It's not a rebate! It's not a refund! It's a loan, baby!
To even call it a "rebate" isn't even proper use of the English language, because a rebate is money you get back after paying full price. "Rebate" is as phoney as the war on terror, because you can't wage a war on an emotion.
It's not a rebate; it's an advance against future tax refunds, if you're among the tax payers with financial ass-covering foresight who have too much money taken out of your paycheck in the first place.
The only people who seem to be turned on by Bush's economic stimulus package are major corporations, congressional leaders who are looking for a quick fix and 15 second sound bites and the press.
The press finds it sexy, because "tax rebates" sound good, they're easy to talk about in banner headlines and good for newspaper sales and TV ratings.
The arousal withering details are in the fine print that is either too small to read or hasn't been written yet, because the stimulus package is far from being put to bed. Only Congress will be excited about the details when they get down to quickening each others passions in heated debates.
Like the "rebates" of 2001, they are nothing more than advances on 2008 income taxes...a loan. For anyone who has to pay tax, he will have to pay more when the IRS piper comes knocking; he will get less of a rebate; or worse...he will owe money.
Oh, sure. More tax breaks kindle the fires of lust for corporations, but it's just more of the same "trickle down" come hither sweet talk that is the only thing I can think of that defies gravity and flows up.
It's jobs, stupid! BF Jobs! Jobs Jobs!
Giving corporations more tax breaks does not jobs make.
People earning regular pay checks and spending them on necessities and a few extras is very stimulating.
So far I've heard very few members of congress say a word about JOBS to stimulate and excite the economy.

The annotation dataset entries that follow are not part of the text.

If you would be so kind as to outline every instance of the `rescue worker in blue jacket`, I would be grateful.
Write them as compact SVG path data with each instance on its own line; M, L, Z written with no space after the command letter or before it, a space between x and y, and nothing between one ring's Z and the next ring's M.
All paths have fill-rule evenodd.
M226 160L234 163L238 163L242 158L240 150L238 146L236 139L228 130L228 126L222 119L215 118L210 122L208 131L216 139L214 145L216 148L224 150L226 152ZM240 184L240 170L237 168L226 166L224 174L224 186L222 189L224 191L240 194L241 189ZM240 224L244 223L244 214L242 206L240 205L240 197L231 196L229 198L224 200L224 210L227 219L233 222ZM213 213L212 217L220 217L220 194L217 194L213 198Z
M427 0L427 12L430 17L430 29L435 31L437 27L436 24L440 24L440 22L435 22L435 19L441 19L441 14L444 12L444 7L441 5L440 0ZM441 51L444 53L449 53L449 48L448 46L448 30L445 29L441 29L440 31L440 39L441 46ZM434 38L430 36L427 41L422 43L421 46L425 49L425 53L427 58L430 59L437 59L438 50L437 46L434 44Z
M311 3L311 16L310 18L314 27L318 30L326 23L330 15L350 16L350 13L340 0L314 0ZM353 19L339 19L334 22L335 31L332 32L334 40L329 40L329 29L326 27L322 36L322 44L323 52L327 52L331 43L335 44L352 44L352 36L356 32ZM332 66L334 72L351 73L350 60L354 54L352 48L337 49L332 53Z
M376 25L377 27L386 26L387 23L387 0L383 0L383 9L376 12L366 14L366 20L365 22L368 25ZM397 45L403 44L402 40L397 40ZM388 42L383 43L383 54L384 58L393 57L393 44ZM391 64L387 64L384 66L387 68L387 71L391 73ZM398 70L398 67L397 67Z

Inflame our passions by cutting out the lies that manufacturing in this country is dead. Turn us on with taxing the hell out of American companies with offshore addresses.
Stir us with Roosevelt-type WPA projects that put people to work. Our infrastructure is flagging faster than coitus interruptus with worry over one's finances.
WPA (Work Projects Administration) turn on the economy, not Republican Herbert Hoover-type 1928 campaign promises of "a chicken in every pot and a car in every garage," which was immediately followed by the stock market crash and depression of 1929 after Hoover was elected.
Ignite our interest by not offering corporations incentives to keep manufacturing and jobs here, but levy stiff penalties and fines for any corporation that has outsourced jobs, and create new, stiffer fines for corporations that outsource jobs in the future.